Friday 7 June 2024

Free Pattern Friday: Trainer/Sneaker Socks

Welcome to my monthly 'Free Pattern Friday' feature, where I road test a free sewing pattern or tutorial: sometimes a children's one, sometimes an adult's one. I try to publish these posts every first Friday of the month, timed to provide inspiration for those who plan to get their sew on over the weekend. I firmly believe that, if you pick your projects carefully, sewing doesn't have to be a crazy-expensive way to clothe yourself and your family. Thanks to all the amazing pattern designers who have offered up their hard work for us to enjoy for free.

Usually, when choosing what to post about for my Free Pattern Friday series, I find a free sewing pattern or tutorial and then decide whether or not the item would be useful for someone in my family. If it's a YES, then it goes on my list of free resources to road test. However, with this project it was different. This time a need came first. The weather had started to get warmer, two of my four pairs of trainer socks just died beyond repair, and I realised I need more. I'm trying hard to save money this year so we can get some building work done on our house, so I thought, 'I wonder if there's a free pattern for trainer socks out there...'

The answer came in the form of this YouTube tutorial with free pattern by a French-speaking creator called Nejea. Massive thanks to Nejea for sharing their work for free. I hope lots of people watch your tutorials and you get lots of ad revenue from YT. The pattern is easily accessible by clicking on the link in the caption of the YouTube video, no sign ups necessary. 

(image source: Nejea on YouTube)

Pattern type:

The pattern itself is simple and clear, consisting of two pieces plus the measurements for band are given to draft directly onto your fabric. The tutorial for construction, plus all additional information such as fabric suitability, is included in the 11 minute-long video. 

Sizing info:

The pattern has been drafted for European shoe size 38 (approx. size 5 in the UK system). However, how big or tight these trainer socks come out is going to depend a great deal on the properties of your fabric. I would really recommend making a pair and checking the fit before cutting out a whole load. And then expect the sizing to change if you use different fabrics going forwards. 

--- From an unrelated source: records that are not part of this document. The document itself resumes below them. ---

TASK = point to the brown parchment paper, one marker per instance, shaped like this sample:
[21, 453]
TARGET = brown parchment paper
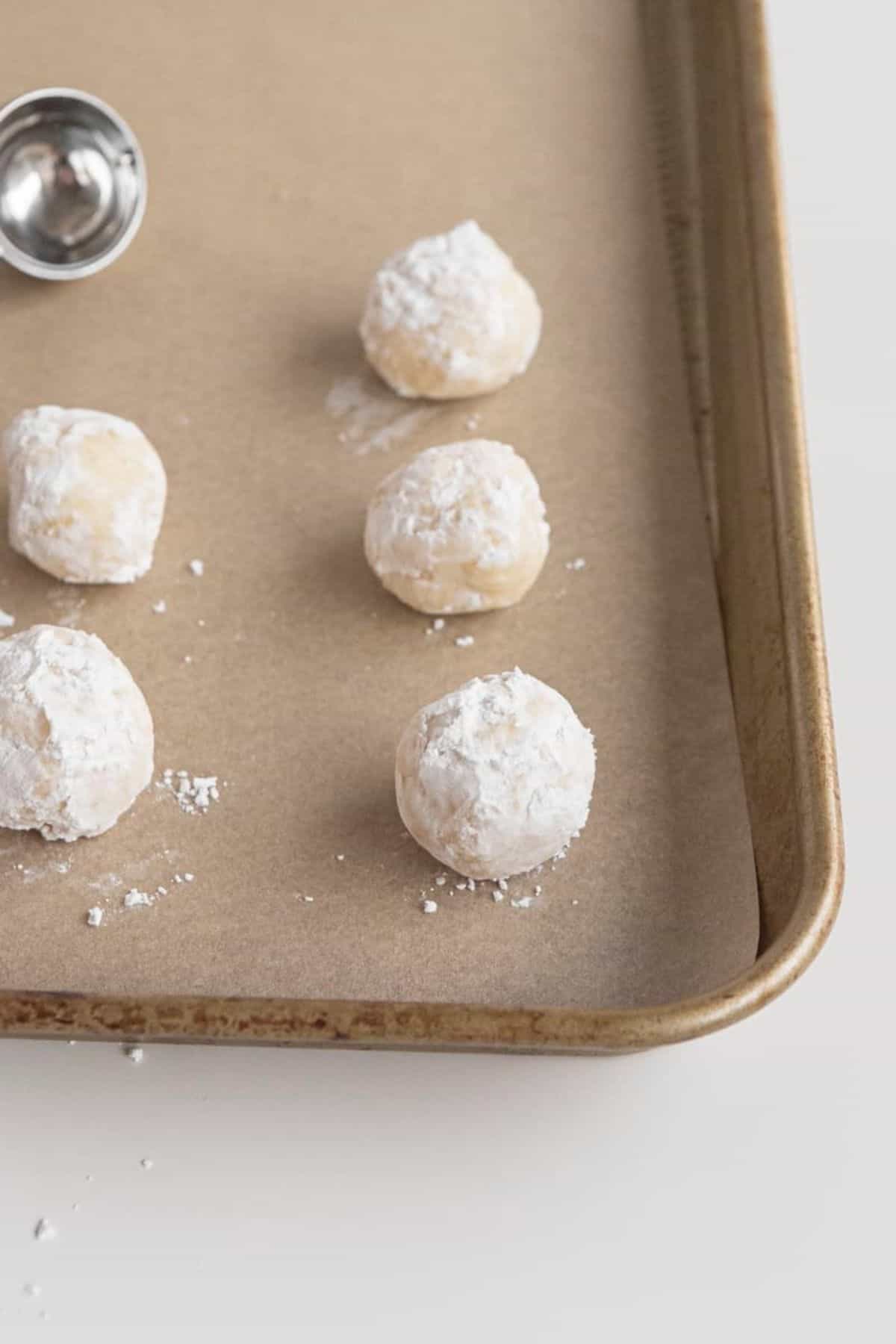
[290, 147]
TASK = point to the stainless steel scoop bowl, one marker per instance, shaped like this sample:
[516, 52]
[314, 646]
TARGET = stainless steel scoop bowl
[73, 184]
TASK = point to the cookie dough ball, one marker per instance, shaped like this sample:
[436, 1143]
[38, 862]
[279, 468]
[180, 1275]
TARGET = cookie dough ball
[450, 317]
[494, 777]
[460, 529]
[87, 495]
[75, 734]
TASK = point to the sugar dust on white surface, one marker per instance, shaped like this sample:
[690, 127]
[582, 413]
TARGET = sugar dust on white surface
[373, 418]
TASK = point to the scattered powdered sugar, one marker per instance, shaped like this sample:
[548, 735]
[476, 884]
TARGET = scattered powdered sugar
[66, 606]
[374, 420]
[195, 793]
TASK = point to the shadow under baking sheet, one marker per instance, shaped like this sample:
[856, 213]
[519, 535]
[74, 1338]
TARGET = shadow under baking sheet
[285, 671]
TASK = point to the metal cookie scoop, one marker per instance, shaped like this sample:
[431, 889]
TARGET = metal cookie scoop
[73, 184]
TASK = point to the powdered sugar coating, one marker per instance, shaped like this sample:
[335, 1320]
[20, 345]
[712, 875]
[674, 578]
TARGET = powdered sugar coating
[496, 777]
[450, 316]
[461, 527]
[75, 734]
[87, 494]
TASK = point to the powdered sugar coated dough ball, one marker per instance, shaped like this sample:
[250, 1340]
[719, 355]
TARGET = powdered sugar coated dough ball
[460, 529]
[494, 777]
[450, 316]
[75, 734]
[87, 494]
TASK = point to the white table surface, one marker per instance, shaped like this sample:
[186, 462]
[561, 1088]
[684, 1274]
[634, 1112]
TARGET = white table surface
[731, 1186]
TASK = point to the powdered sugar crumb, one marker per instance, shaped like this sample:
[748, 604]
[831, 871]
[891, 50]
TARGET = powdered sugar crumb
[374, 418]
[193, 793]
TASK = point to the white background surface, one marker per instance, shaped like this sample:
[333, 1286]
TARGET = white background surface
[736, 1184]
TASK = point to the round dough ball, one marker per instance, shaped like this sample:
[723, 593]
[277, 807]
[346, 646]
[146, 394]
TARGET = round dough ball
[87, 495]
[494, 777]
[75, 734]
[460, 529]
[450, 316]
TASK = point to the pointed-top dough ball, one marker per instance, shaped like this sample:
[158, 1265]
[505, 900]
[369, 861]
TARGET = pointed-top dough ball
[450, 316]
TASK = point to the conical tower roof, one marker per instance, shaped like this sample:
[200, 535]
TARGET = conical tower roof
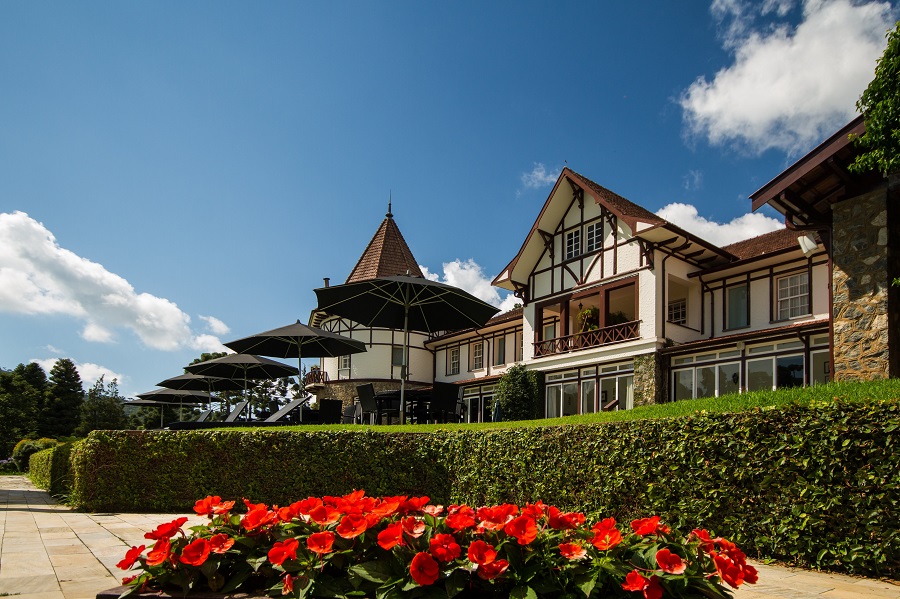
[387, 255]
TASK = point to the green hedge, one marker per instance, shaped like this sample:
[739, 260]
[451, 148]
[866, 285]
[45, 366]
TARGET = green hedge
[51, 469]
[817, 485]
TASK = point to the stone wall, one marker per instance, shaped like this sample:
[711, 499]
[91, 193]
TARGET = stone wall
[649, 379]
[862, 237]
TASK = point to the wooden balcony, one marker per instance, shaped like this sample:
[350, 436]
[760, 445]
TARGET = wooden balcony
[607, 335]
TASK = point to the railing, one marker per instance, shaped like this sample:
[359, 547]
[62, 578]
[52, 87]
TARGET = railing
[315, 377]
[616, 333]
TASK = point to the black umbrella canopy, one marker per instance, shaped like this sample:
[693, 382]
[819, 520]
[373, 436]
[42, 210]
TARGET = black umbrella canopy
[242, 367]
[198, 382]
[407, 303]
[298, 341]
[426, 306]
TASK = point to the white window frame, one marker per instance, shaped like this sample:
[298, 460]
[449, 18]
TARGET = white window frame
[573, 244]
[792, 299]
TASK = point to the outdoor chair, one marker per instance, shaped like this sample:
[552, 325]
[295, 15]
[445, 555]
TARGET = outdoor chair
[330, 411]
[287, 409]
[238, 408]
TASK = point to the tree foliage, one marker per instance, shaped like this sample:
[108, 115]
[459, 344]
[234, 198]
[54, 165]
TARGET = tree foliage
[880, 106]
[102, 409]
[518, 393]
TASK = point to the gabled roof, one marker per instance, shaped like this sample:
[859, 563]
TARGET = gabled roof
[387, 255]
[643, 224]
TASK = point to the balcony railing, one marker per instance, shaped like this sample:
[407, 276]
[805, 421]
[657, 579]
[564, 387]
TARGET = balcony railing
[315, 377]
[616, 333]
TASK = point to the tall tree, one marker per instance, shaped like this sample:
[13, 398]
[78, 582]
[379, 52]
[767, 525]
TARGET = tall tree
[880, 107]
[102, 409]
[62, 405]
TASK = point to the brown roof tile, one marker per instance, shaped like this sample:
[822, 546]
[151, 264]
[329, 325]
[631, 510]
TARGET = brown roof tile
[386, 255]
[764, 244]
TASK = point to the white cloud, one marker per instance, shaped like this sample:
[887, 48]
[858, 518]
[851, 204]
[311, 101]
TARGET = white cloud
[215, 326]
[37, 277]
[470, 277]
[88, 372]
[788, 86]
[539, 177]
[743, 227]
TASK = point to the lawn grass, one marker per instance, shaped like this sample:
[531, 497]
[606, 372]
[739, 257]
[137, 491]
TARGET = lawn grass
[854, 391]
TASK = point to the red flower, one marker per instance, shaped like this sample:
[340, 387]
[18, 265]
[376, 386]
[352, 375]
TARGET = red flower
[220, 543]
[565, 521]
[159, 553]
[523, 528]
[323, 515]
[460, 518]
[352, 525]
[413, 527]
[282, 551]
[423, 569]
[572, 551]
[258, 517]
[391, 536]
[481, 553]
[320, 542]
[669, 562]
[606, 535]
[496, 517]
[195, 553]
[130, 557]
[413, 504]
[706, 542]
[647, 526]
[493, 569]
[444, 547]
[167, 530]
[287, 584]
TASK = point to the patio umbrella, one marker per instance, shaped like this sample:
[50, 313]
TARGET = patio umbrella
[298, 341]
[242, 367]
[410, 303]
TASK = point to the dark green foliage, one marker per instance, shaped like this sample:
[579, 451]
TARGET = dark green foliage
[880, 106]
[814, 484]
[50, 469]
[62, 406]
[102, 409]
[518, 393]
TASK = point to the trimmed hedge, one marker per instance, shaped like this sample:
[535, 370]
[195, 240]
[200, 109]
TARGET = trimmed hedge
[51, 469]
[816, 485]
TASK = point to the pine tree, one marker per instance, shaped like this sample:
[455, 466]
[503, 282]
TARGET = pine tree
[62, 406]
[102, 409]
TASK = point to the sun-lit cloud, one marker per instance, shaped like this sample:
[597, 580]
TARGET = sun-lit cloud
[89, 373]
[743, 227]
[469, 276]
[789, 85]
[539, 176]
[38, 277]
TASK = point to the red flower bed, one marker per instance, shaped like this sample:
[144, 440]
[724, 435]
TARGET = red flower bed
[405, 547]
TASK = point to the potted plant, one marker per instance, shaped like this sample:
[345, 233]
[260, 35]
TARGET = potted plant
[405, 547]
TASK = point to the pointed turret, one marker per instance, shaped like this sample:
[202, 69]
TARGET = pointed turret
[386, 255]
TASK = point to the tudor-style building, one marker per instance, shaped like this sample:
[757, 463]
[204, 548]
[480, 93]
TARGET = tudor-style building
[621, 307]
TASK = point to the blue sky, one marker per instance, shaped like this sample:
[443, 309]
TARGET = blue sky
[173, 175]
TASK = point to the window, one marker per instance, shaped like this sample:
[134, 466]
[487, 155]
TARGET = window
[453, 360]
[397, 355]
[793, 296]
[594, 237]
[678, 311]
[736, 307]
[573, 244]
[477, 355]
[499, 351]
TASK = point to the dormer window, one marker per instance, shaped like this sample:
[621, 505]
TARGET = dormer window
[573, 244]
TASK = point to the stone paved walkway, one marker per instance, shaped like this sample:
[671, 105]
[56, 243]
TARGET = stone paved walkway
[48, 551]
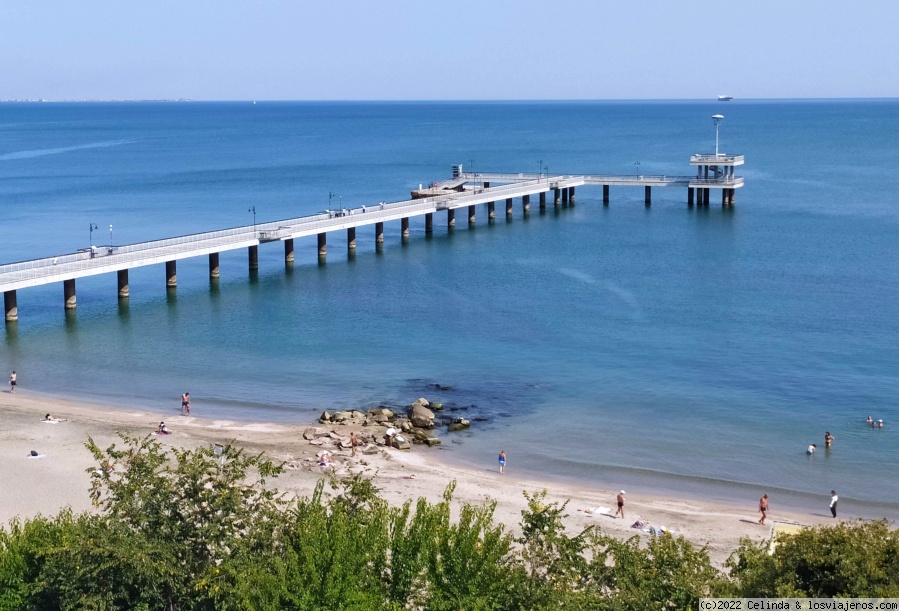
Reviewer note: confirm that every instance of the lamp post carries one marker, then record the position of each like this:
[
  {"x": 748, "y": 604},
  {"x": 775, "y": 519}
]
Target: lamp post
[{"x": 717, "y": 119}]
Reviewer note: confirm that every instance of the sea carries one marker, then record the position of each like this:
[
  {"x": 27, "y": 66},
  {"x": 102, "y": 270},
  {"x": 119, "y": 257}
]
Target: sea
[{"x": 690, "y": 351}]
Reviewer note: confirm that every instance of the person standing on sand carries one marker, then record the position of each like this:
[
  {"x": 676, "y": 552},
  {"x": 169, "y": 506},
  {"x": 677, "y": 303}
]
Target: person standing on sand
[{"x": 620, "y": 500}]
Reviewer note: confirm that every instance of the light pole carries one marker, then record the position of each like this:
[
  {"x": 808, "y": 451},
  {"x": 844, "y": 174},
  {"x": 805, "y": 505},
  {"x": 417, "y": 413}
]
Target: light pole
[{"x": 716, "y": 118}]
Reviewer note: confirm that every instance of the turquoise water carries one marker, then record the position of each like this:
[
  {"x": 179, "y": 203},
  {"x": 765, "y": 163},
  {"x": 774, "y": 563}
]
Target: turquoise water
[{"x": 687, "y": 349}]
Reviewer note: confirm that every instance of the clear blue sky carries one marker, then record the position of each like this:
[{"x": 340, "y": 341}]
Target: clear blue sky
[{"x": 449, "y": 50}]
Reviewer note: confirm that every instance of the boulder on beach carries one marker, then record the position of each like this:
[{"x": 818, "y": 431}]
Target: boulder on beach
[{"x": 420, "y": 415}]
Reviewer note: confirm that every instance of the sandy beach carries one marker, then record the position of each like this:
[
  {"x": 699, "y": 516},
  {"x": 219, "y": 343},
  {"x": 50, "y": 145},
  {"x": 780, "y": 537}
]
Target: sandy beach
[{"x": 58, "y": 478}]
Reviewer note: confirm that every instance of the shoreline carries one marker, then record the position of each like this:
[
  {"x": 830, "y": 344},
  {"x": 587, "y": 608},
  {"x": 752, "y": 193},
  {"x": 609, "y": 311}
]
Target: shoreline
[{"x": 59, "y": 479}]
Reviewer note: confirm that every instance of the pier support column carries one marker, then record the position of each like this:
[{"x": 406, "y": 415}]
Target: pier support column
[
  {"x": 171, "y": 274},
  {"x": 213, "y": 265},
  {"x": 124, "y": 290},
  {"x": 10, "y": 306},
  {"x": 68, "y": 288},
  {"x": 288, "y": 250}
]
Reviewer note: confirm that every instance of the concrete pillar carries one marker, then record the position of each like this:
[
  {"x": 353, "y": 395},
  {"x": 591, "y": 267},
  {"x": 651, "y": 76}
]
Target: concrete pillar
[
  {"x": 171, "y": 273},
  {"x": 10, "y": 306},
  {"x": 214, "y": 264},
  {"x": 288, "y": 251},
  {"x": 68, "y": 288},
  {"x": 124, "y": 290}
]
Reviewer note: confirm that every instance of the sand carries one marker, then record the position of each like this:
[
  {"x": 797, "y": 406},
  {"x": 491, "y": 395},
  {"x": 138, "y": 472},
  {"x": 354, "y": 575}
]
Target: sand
[{"x": 32, "y": 486}]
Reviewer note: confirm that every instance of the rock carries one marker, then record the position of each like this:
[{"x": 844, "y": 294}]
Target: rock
[
  {"x": 420, "y": 415},
  {"x": 459, "y": 424}
]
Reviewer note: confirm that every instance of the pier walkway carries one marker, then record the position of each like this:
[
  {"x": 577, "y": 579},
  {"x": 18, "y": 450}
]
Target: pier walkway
[{"x": 464, "y": 191}]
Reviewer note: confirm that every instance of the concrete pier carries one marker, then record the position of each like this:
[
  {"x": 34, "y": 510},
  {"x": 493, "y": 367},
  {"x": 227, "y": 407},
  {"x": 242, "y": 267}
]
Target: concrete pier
[
  {"x": 124, "y": 289},
  {"x": 171, "y": 274},
  {"x": 68, "y": 287},
  {"x": 214, "y": 265},
  {"x": 10, "y": 306},
  {"x": 288, "y": 251}
]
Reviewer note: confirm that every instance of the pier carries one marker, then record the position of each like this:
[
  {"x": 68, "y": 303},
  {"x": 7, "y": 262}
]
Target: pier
[{"x": 464, "y": 191}]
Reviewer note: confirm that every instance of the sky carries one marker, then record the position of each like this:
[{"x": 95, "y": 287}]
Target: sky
[{"x": 457, "y": 50}]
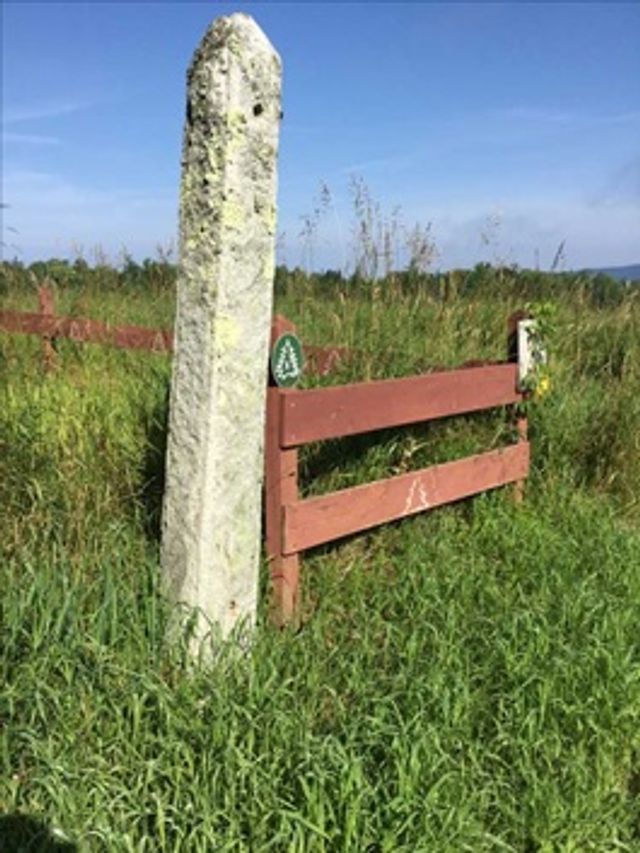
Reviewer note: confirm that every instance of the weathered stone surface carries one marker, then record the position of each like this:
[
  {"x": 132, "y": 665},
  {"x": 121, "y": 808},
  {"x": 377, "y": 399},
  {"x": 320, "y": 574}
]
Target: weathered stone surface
[{"x": 212, "y": 502}]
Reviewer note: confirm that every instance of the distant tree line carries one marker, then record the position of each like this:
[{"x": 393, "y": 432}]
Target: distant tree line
[{"x": 599, "y": 289}]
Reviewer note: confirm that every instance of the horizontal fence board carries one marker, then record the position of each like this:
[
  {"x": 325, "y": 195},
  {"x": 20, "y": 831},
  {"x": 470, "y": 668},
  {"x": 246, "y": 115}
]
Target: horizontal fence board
[
  {"x": 315, "y": 521},
  {"x": 322, "y": 413},
  {"x": 83, "y": 330},
  {"x": 321, "y": 360}
]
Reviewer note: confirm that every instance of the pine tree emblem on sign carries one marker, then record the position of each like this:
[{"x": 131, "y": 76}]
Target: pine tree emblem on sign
[{"x": 287, "y": 360}]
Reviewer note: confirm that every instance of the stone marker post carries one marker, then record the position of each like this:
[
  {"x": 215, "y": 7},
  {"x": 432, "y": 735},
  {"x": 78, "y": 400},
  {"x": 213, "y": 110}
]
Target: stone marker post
[{"x": 212, "y": 501}]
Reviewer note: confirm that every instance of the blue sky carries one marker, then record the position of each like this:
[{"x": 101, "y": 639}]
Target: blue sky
[{"x": 510, "y": 127}]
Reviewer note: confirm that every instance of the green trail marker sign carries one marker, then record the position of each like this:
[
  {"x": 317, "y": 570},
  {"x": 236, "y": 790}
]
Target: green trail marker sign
[{"x": 287, "y": 360}]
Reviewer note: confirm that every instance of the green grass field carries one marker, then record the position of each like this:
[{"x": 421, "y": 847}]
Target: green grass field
[{"x": 467, "y": 680}]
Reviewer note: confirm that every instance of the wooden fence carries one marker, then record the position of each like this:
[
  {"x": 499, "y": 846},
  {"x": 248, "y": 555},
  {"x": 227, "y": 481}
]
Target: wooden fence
[{"x": 297, "y": 417}]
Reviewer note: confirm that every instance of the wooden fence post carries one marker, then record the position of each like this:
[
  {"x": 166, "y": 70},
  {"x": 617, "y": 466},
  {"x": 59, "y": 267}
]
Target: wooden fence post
[
  {"x": 519, "y": 414},
  {"x": 47, "y": 308},
  {"x": 281, "y": 488}
]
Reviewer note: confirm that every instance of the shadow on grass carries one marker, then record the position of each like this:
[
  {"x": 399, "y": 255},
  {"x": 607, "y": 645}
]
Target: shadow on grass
[
  {"x": 24, "y": 834},
  {"x": 153, "y": 469}
]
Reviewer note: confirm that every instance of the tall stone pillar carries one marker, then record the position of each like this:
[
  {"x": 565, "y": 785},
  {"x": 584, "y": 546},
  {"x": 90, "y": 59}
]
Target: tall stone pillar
[{"x": 212, "y": 502}]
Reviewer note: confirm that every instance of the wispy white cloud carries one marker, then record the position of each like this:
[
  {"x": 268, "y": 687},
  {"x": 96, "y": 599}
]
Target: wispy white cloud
[
  {"x": 54, "y": 214},
  {"x": 36, "y": 112},
  {"x": 29, "y": 139},
  {"x": 392, "y": 163},
  {"x": 544, "y": 115}
]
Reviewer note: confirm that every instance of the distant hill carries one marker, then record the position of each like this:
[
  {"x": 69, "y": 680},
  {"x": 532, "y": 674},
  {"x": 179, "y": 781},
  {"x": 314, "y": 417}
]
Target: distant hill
[{"x": 628, "y": 273}]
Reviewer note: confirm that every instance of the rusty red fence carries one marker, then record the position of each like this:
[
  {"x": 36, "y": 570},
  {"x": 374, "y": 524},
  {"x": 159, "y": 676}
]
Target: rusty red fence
[
  {"x": 298, "y": 417},
  {"x": 49, "y": 326}
]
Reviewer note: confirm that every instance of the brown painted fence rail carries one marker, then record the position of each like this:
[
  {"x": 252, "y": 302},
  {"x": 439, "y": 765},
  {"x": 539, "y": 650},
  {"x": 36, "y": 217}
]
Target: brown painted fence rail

Me, I wear UK 7, approx. European 40, but I have narrow feet. So I decided to print out the pattern by adjusting the printer scale settings to about 105%. I then extended the length by an additional 1cm. Experiment with your printer settings, and possibly lengthening or shortening the pieces to tweak the fit until you get something that works for the size and width of your feet. 

Fabric info:

The tutorial recommends using jersey fabric with a four-way stretch (or bi-stretch as they refer to it in the video). However, I decided to go rogue and try this pattern using some fine knit harvested from an old RTW cardigan. I have several worn out or misshapen fine knit cardigans, and I'm always on the look out for potential uses for them! I used four-way stretch jersey for the band, however. The fine knit worked pretty well. The only real issue is that, because there doesn't seem to be any elastane/Lycra/spandex content to give some recovery, it does tend to stretch out a bit throughout the day. They're still totally wearable though. I had hoped to try this pattern in the type of knit that is actually recommended before publishing this post, but I didn't have time. So I can only assume that jersey with four-way stretch works fantastically!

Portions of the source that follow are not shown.